Ha ha, I don’t have a pension.  I’m on social security.

I was on unemployment, but I used it up, and now I am

a discouraged worker, not counted in the statistics.

No enema for you, you naughty boy.  No enema vérité.

What you see on the end of the fork when you really look.

Did you grow, as a person?  Did you produce a body of work,

invent a form to present it in, and find a medium to get it out

to the highly literate reader through?  Self-published pamphlets

and a web site on the worldwide web?  What do you expect?

A trophy?  The Feeb Olympics.  Retards have chromosome issues.

I am the man, I suffered, I was there.  I lasted.  I curdled, it rankles.

The writing took over.  I invented a machine and it ate me.

Machine related to mechanic.  I am not the engineer,

I am the mechanic.  Not the chef, the dishwash-ère.

The plongeur.  Here, Julius—hold this.

I plunge the plunger home.

Put a plumber’s helper on your head

and go as a tube of Preparation H.

The Mall Builder culture

needs a good scour.

Compare scourge.

I named a character

Clyster Pump, or Clyster Engine.

A machine for giving costive sailors enemas.

You find them in shipwrecks.  I was trained as

an underwater archeologist.  A deep-sea diver.

A hard-hat diver.  Beneath the 12-Mile Reef.

Actually, I was a free-diver.  Ginger Stanley, Ben Chapman,

and Julie Adams, The Creature from the Black Lagoon.

 

 

 

 

Creaturefest.  50th anniversary.  Wakulla Springs, 2003.

I wrote the pamphlet Blue Ball Blues.  Also known as

Vasocongestion Blues.  Oh, those drive-in movies of our youth.

I’m glad I’m not single.  I’m glad I’m not young.

I’m glad I don’t have much discretionary income.

I just sit here in my writing room remembering.

I think I remember but I might have imagined it.

Willem de Kooning had Alzheimer’s but

he kept painting.  What else could he do?

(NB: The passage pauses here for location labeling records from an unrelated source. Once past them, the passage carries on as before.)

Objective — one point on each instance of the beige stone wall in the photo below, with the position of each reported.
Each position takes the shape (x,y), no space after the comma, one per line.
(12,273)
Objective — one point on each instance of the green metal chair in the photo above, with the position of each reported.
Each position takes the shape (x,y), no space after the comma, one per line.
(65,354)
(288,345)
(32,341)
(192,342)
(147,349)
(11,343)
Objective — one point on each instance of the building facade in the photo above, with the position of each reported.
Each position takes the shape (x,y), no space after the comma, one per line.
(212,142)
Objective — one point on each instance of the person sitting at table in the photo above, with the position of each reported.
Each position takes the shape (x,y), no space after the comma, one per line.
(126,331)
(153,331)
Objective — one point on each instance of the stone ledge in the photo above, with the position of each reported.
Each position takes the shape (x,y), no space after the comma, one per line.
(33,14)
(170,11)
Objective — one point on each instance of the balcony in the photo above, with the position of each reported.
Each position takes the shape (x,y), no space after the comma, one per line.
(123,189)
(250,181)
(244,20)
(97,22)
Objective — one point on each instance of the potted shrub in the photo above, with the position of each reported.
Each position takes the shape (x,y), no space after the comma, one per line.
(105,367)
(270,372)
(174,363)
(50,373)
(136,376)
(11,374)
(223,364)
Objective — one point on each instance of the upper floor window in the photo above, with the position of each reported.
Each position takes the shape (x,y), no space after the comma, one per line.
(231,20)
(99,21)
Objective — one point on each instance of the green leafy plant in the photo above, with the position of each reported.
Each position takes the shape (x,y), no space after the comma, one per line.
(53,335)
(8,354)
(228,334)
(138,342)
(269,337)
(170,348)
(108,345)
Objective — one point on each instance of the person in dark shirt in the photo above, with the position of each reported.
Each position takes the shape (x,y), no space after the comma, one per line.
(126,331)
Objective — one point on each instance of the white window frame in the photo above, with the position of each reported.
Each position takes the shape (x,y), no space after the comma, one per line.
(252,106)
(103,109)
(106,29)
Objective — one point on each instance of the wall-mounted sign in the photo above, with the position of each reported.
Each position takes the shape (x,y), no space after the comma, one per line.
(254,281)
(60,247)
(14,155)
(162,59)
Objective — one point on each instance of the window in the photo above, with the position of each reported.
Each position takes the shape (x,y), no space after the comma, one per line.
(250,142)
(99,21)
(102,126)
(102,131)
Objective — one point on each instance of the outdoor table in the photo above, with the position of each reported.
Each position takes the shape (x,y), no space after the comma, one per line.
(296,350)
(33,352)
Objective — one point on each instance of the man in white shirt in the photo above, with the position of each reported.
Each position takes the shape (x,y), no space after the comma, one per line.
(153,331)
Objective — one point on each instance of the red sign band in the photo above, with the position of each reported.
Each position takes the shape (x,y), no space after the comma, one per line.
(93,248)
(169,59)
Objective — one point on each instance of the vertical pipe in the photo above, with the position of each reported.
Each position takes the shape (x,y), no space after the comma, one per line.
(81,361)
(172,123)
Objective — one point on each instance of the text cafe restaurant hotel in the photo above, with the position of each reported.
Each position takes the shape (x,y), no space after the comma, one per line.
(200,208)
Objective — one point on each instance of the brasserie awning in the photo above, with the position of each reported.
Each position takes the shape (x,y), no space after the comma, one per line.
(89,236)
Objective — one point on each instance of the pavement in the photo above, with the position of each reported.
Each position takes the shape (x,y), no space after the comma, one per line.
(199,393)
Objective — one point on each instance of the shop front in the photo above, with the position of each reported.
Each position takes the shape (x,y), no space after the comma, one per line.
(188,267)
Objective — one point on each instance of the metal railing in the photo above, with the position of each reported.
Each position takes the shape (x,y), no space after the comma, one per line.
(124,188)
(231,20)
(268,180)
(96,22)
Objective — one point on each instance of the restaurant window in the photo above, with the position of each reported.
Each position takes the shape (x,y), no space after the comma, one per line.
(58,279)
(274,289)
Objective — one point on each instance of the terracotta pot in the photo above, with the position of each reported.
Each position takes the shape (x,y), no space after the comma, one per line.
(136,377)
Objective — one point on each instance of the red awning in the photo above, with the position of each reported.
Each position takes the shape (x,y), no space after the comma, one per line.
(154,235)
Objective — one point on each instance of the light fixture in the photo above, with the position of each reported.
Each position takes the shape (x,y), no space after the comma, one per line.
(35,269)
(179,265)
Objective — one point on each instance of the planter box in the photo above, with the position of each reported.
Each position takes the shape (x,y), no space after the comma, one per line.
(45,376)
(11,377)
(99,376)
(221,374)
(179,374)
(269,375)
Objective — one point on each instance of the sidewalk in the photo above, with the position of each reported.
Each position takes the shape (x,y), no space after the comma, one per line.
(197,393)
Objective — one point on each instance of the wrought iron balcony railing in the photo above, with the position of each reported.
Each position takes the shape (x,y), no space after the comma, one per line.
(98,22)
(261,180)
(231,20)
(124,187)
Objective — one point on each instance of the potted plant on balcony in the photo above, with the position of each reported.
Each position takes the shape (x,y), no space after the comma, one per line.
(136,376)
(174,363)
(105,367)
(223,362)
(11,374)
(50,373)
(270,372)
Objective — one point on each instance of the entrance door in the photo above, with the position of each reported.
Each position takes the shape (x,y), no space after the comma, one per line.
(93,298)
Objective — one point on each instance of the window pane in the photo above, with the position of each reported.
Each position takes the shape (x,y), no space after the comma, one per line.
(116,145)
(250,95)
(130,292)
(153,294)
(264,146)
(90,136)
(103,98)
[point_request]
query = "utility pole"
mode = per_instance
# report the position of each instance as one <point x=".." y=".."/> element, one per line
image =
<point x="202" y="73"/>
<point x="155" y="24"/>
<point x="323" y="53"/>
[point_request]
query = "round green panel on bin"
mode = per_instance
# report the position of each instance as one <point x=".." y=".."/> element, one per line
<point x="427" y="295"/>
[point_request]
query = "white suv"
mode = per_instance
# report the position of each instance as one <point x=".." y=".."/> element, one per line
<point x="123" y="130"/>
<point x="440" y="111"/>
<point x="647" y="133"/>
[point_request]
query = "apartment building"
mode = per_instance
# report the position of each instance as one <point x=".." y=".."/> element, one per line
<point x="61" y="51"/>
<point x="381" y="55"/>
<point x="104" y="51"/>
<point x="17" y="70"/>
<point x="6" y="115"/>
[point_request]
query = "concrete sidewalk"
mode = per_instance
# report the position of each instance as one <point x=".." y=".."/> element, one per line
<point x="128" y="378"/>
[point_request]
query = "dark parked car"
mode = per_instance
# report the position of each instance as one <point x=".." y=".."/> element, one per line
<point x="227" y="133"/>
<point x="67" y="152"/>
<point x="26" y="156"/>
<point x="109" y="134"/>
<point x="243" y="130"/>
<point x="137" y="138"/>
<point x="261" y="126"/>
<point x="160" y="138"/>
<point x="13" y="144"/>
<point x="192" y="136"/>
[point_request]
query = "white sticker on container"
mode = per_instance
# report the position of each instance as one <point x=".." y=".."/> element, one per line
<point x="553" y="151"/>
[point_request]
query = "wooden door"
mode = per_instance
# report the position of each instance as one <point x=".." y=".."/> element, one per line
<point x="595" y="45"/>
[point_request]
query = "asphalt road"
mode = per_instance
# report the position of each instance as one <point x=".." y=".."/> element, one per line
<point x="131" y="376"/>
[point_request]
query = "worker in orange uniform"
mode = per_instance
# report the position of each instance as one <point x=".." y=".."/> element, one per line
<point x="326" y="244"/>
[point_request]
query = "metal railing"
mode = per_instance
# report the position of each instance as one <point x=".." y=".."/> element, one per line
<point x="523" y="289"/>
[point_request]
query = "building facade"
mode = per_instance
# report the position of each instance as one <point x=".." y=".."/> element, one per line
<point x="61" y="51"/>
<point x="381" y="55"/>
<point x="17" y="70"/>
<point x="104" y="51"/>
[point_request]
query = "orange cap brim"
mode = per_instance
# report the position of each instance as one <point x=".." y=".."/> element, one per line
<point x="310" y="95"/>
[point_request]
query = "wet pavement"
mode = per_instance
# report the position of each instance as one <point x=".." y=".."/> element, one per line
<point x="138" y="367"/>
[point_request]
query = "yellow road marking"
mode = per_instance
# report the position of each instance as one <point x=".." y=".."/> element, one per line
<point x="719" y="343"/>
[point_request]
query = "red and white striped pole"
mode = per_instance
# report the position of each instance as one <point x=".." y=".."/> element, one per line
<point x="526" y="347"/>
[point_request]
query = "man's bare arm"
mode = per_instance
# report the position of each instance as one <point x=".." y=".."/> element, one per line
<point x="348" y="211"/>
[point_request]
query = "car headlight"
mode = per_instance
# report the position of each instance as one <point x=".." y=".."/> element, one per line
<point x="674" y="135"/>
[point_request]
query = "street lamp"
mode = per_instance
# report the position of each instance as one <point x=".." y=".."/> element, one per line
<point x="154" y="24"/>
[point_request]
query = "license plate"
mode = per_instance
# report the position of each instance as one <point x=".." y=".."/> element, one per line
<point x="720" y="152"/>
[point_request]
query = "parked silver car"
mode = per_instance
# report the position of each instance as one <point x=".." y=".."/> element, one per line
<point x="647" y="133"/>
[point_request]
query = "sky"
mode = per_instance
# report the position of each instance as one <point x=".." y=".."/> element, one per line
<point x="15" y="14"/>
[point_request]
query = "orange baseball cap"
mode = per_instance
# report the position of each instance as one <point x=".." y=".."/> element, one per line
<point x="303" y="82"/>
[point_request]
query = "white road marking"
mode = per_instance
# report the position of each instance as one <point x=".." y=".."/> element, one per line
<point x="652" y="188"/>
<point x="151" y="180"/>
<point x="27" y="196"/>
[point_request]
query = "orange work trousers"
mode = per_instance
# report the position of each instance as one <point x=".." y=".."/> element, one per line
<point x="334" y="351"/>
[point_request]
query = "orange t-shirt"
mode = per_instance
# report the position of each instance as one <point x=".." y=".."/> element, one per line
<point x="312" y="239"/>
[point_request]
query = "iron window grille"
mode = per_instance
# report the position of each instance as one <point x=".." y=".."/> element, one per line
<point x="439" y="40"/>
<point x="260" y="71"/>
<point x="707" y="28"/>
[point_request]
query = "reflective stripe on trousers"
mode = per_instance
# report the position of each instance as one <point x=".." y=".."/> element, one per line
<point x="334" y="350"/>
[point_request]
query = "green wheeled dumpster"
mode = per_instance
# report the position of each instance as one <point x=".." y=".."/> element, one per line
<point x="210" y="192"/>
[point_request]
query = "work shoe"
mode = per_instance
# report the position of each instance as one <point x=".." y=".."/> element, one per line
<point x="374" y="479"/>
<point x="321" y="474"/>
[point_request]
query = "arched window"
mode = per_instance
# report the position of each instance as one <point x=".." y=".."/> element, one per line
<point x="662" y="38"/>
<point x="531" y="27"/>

Write music?  Learn to tap-dance?

Teach himself to be an acrobat?

Charlie Chaplin?  A stand-up comic?

Ha ha.  Take my wife—please.

Before she takes me.

We’re going down together,

locked in carnal embrace.

Save the grandchildren.

I can’t do it.  I don’t have

anything left.  I spent it.

You don’t have enough savings.

You didn’t have enough income.

No shit Dick Tracy.

As your consultant, I advise you

to give me all the dope.  As your

Samoan attorney.  I advise you to write

Fear and Loathing in Las Vegas.

Go cover a motorcycle race in the desert

during a district attorney convention.

Cottage cheese and ketchup, I presume.